Re: Resetting spilled txn statistics in pg_stat_replication

From: Amit Kapila <amit(dot)kapila16(at)gmail(dot)com>
To: Masahiko Sawada <masahiko(dot)sawada(at)2ndquadrant(dot)com>
Cc: Magnus Hagander <magnus(at)hagander(dot)net>, Tomas Vondra <tomas(dot)vondra(at)2ndquadrant(dot)com>, PostgreSQL Hackers <pgsql-hackers(at)lists(dot)postgresql(dot)org>
Subject: Re: Resetting spilled txn statistics in pg_stat_replication
Date: 2020-09-07 06:24:23
Message-ID: CAA4eK1JBqQh9cBKjO-nKOOE=7f6ONDCZp0TJZfn4VsQqRZ+uYA@mail.gmail.com
Views: Raw Message | Whole Thread | Download mbox | Resend email
Thread:
Lists: pgsql-hackers

On Thu, Jul 23, 2020 at 11:46 AM Masahiko Sawada
<masahiko(dot)sawada(at)2ndquadrant(dot)com> wrote:
>
> I've updated the patch so that the stats collector ignores the
> 'update' message if the slot stats array is already full.
>

This patch needs a rebase. I don't see this patch in the CF app. I
hope you are still interested in working on this.

Review comments:
===============
1.
+CREATE VIEW pg_stat_replication_slots AS
+ SELECT
+ s.name,
+ s.spill_txns,
+ s.spill_count,
+ s.spill_bytes
+ FROM pg_stat_get_replication_slots() AS s;

The view pg_stat_replication_slots should have a column 'stats_reset'
(datatype: timestamp with time zone) as we provide a facitily to reset
the slots. A similar column exists in pg_stat_slru as well, so is
there a reason of not providing it here?

2.
+ </para>
+ </sect2>
+
+ <sect2 id="monitoring-pg-stat-wal-receiver-view">
<title><structname>pg_stat_wal_receiver</structname></title>

It is better to keep one empty line between </para> and </sect2> to
keep it consistent with the documentation of other views.

3.
<primary>pg_stat_reset_replication_slot</primary>
+ </indexterm>
+ <function>pg_stat_reset_replication_slot</function> (
<type>text</type> )
+ <returnvalue>void</returnvalue>
+ </para>
+ <para>
+ Resets statistics to zero for a single replication slot, or for all
+ replication slots in the cluster.
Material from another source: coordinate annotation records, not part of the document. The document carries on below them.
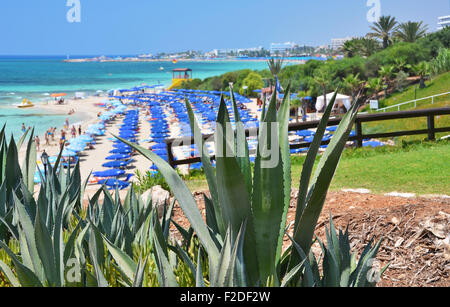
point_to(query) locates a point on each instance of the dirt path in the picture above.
(412, 229)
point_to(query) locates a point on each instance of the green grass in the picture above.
(437, 85)
(417, 167)
(440, 84)
(421, 169)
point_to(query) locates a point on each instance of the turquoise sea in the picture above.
(35, 78)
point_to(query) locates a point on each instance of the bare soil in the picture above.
(413, 232)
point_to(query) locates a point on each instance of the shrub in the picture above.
(124, 243)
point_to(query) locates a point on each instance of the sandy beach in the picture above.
(93, 159)
(90, 160)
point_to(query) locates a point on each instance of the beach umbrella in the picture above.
(121, 151)
(86, 138)
(68, 153)
(76, 147)
(109, 173)
(305, 133)
(114, 183)
(118, 157)
(116, 164)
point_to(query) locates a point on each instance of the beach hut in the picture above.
(341, 105)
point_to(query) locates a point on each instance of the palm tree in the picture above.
(383, 29)
(402, 65)
(375, 86)
(350, 48)
(322, 77)
(369, 46)
(422, 70)
(353, 83)
(275, 66)
(411, 31)
(386, 73)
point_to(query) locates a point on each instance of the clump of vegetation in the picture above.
(50, 239)
(146, 181)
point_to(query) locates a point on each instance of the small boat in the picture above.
(25, 104)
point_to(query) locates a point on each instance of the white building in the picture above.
(281, 48)
(337, 43)
(443, 22)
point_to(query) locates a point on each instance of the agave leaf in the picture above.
(233, 192)
(308, 278)
(126, 264)
(28, 248)
(184, 197)
(22, 139)
(45, 249)
(58, 239)
(184, 256)
(335, 243)
(9, 274)
(291, 274)
(241, 145)
(220, 279)
(283, 122)
(330, 268)
(69, 248)
(322, 180)
(10, 227)
(308, 165)
(207, 166)
(94, 249)
(211, 220)
(236, 274)
(158, 234)
(139, 276)
(167, 277)
(167, 217)
(13, 174)
(29, 165)
(199, 281)
(268, 195)
(25, 276)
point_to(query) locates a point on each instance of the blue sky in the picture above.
(30, 27)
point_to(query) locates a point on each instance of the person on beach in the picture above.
(47, 139)
(38, 143)
(63, 138)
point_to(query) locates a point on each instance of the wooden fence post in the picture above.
(358, 131)
(431, 134)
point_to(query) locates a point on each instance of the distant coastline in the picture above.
(211, 60)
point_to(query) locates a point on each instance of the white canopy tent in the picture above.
(341, 101)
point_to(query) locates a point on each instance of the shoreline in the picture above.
(134, 60)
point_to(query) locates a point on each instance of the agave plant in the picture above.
(246, 211)
(125, 243)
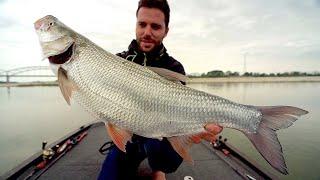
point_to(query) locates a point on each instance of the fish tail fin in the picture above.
(265, 139)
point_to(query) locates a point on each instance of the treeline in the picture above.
(218, 73)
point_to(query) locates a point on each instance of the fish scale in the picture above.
(130, 88)
(135, 99)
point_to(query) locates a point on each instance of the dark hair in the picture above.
(162, 5)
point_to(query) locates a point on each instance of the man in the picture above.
(147, 50)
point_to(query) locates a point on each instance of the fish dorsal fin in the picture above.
(170, 75)
(119, 136)
(181, 144)
(66, 85)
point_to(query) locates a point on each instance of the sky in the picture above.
(204, 35)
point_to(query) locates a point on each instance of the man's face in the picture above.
(150, 28)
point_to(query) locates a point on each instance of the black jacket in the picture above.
(156, 58)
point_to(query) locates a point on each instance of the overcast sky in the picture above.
(204, 35)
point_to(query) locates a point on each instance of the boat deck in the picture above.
(84, 161)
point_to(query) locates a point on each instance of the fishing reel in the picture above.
(46, 153)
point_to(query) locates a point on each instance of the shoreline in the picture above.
(254, 79)
(196, 80)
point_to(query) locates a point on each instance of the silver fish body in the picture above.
(134, 98)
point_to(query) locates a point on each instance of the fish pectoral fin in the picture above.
(181, 144)
(120, 137)
(66, 85)
(170, 75)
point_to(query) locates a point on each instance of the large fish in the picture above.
(135, 99)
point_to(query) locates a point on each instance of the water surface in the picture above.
(30, 115)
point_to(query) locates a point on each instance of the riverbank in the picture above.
(197, 80)
(254, 79)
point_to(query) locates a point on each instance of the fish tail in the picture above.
(265, 139)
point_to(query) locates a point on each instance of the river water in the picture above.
(30, 115)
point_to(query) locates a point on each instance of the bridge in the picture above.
(35, 72)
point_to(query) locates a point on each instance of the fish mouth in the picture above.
(62, 57)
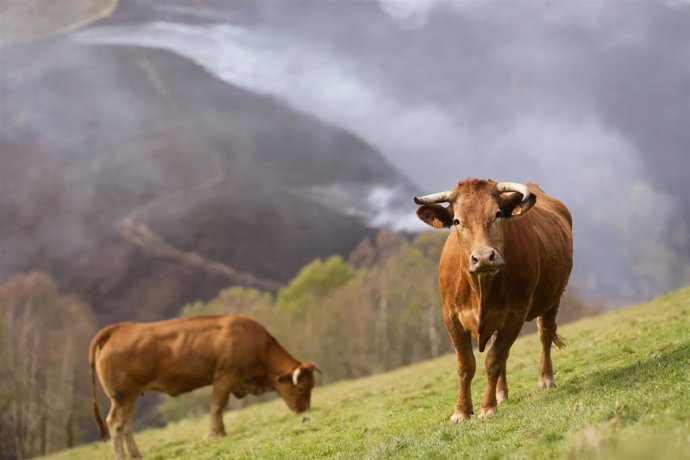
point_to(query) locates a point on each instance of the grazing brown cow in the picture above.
(500, 265)
(233, 353)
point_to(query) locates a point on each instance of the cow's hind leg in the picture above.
(547, 335)
(116, 425)
(219, 400)
(466, 368)
(502, 386)
(129, 431)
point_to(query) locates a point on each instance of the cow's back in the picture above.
(551, 224)
(180, 355)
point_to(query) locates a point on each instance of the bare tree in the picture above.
(45, 335)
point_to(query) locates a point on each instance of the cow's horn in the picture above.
(514, 187)
(295, 375)
(440, 197)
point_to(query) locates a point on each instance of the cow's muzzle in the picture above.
(485, 261)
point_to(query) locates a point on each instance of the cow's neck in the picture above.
(279, 362)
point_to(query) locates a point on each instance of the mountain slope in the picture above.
(141, 182)
(623, 393)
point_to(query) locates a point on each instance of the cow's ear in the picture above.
(512, 205)
(435, 215)
(310, 366)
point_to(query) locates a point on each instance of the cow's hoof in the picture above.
(501, 397)
(547, 383)
(457, 417)
(486, 413)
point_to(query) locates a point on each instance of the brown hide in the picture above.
(233, 353)
(537, 249)
(521, 250)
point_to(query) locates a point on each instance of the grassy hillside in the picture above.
(624, 392)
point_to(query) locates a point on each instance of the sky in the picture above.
(589, 99)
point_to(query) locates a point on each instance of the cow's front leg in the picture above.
(219, 400)
(466, 367)
(502, 386)
(547, 336)
(495, 364)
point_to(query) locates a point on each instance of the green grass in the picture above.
(623, 392)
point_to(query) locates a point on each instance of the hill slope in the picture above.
(141, 182)
(623, 393)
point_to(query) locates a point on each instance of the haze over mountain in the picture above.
(142, 182)
(173, 149)
(590, 99)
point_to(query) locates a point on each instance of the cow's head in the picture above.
(476, 211)
(295, 387)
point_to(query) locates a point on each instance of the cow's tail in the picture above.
(98, 341)
(559, 341)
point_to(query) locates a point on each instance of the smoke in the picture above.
(588, 99)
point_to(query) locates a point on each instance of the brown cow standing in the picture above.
(233, 353)
(500, 266)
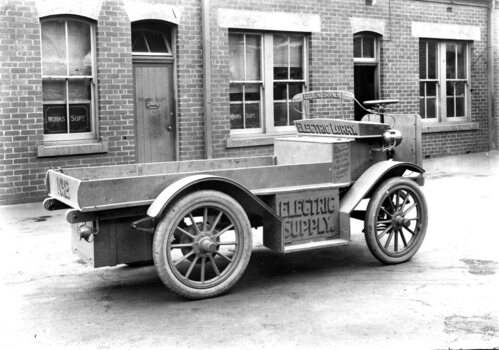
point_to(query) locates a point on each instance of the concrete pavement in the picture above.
(445, 297)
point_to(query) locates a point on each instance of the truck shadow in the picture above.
(265, 270)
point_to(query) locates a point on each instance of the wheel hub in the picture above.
(399, 220)
(205, 244)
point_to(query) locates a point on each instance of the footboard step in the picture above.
(314, 245)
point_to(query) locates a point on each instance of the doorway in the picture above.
(366, 53)
(154, 86)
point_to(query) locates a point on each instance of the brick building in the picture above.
(106, 82)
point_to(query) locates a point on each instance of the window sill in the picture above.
(254, 140)
(70, 148)
(445, 127)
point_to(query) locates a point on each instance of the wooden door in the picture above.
(154, 112)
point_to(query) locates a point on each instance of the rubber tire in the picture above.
(372, 211)
(181, 207)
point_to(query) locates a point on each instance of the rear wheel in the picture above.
(203, 244)
(396, 221)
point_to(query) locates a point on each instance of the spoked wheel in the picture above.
(203, 244)
(396, 221)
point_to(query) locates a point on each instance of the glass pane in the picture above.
(252, 115)
(79, 118)
(294, 112)
(422, 60)
(450, 89)
(156, 42)
(54, 119)
(461, 61)
(460, 88)
(368, 46)
(253, 57)
(139, 42)
(79, 90)
(236, 50)
(54, 91)
(280, 57)
(280, 114)
(431, 89)
(236, 116)
(236, 92)
(54, 48)
(450, 107)
(252, 92)
(357, 47)
(432, 60)
(80, 51)
(460, 110)
(451, 61)
(294, 89)
(296, 57)
(431, 108)
(280, 91)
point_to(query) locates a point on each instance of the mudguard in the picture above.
(251, 203)
(374, 176)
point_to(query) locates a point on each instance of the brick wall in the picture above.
(22, 171)
(496, 75)
(330, 67)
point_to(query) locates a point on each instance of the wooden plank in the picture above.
(129, 170)
(140, 190)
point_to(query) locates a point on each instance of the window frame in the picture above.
(442, 80)
(67, 78)
(267, 84)
(376, 49)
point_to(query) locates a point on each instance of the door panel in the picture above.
(155, 112)
(364, 87)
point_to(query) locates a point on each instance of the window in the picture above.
(366, 69)
(151, 39)
(265, 60)
(444, 81)
(68, 79)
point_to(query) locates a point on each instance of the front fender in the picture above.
(371, 178)
(251, 203)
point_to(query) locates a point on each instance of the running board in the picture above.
(314, 245)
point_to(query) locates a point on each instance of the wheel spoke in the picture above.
(227, 243)
(205, 219)
(203, 268)
(215, 223)
(408, 229)
(188, 234)
(384, 232)
(410, 208)
(223, 231)
(388, 241)
(182, 245)
(403, 238)
(193, 263)
(396, 240)
(405, 201)
(214, 264)
(194, 224)
(184, 257)
(389, 198)
(386, 212)
(224, 256)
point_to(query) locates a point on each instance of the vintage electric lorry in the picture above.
(194, 219)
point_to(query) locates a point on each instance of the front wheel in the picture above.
(203, 244)
(396, 221)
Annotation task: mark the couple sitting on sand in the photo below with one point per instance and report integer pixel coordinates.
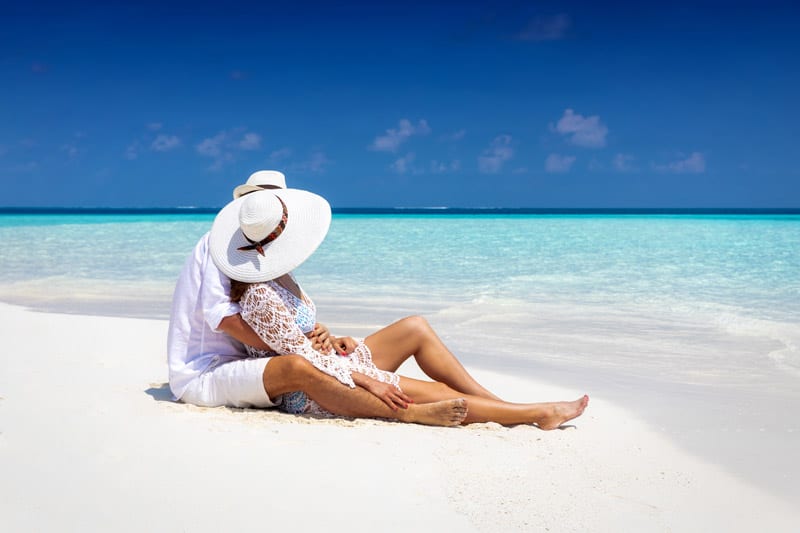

If the argument is NULL,
all counters
+ shown in the
<structname>pg_stat_replication_slots</structname> view for
+ all replication slots are reset.
+ </para>

I think the information about the parameter for this function is not
completely clear. It seems to me that it should be the name of the
slot for which we want to reset the stats, if so, let's try to be
clear.

4.
+pgstat_reset_replslot_counter(const char *name)
+{
+ PgStat_MsgResetreplslotcounter msg;
+
+ if (pgStatSock == PGINVALID_SOCKET)
+ return;
+
+ pgstat_setheader(&msg.m_hdr, PGSTAT_MTYPE_RESETREPLSLOTCOUNTER);
+ if (name)
+ {
+ memcpy(&msg.m_slotname, name, NAMEDATALEN);
+ msg.clearall = false;
+ }

Don't we want to verify here or in the caller of this function whether
the passed slot_name is a valid slot or not? For ex. see
pgstat_reset_shared_counters where we return an error if the target is
not valid.

5.
+static void
+pgstat_recv_resetreplslotcounter(PgStat_MsgResetreplslotcounter *msg,
+ int len)
+{
+ int i;
+ int idx = -1;
+ TimestampTz ts;
+
+ if (!msg->clearall)
+ {
+ /* Get the index of replication slot statistics to reset */
+ idx = pgstat_replslot_index(msg->m_slotname, false);
+
+ if (idx < 0)
+ return; /* not found */

Can we add a comment to describe when we don't expect to find the slot
here unless there is no way that can happen?

6.
+pgstat_recv_resetreplslotcounter(PgStat_MsgResetreplslotcounter *msg,
+ int len)
{
..
+ for (i = 0; i < SLRU_NUM_ELEMENTS; i++)
..
}

I think here we need to traverse till nReplSlotStats, not SLRU_NUM_ELEMENTS.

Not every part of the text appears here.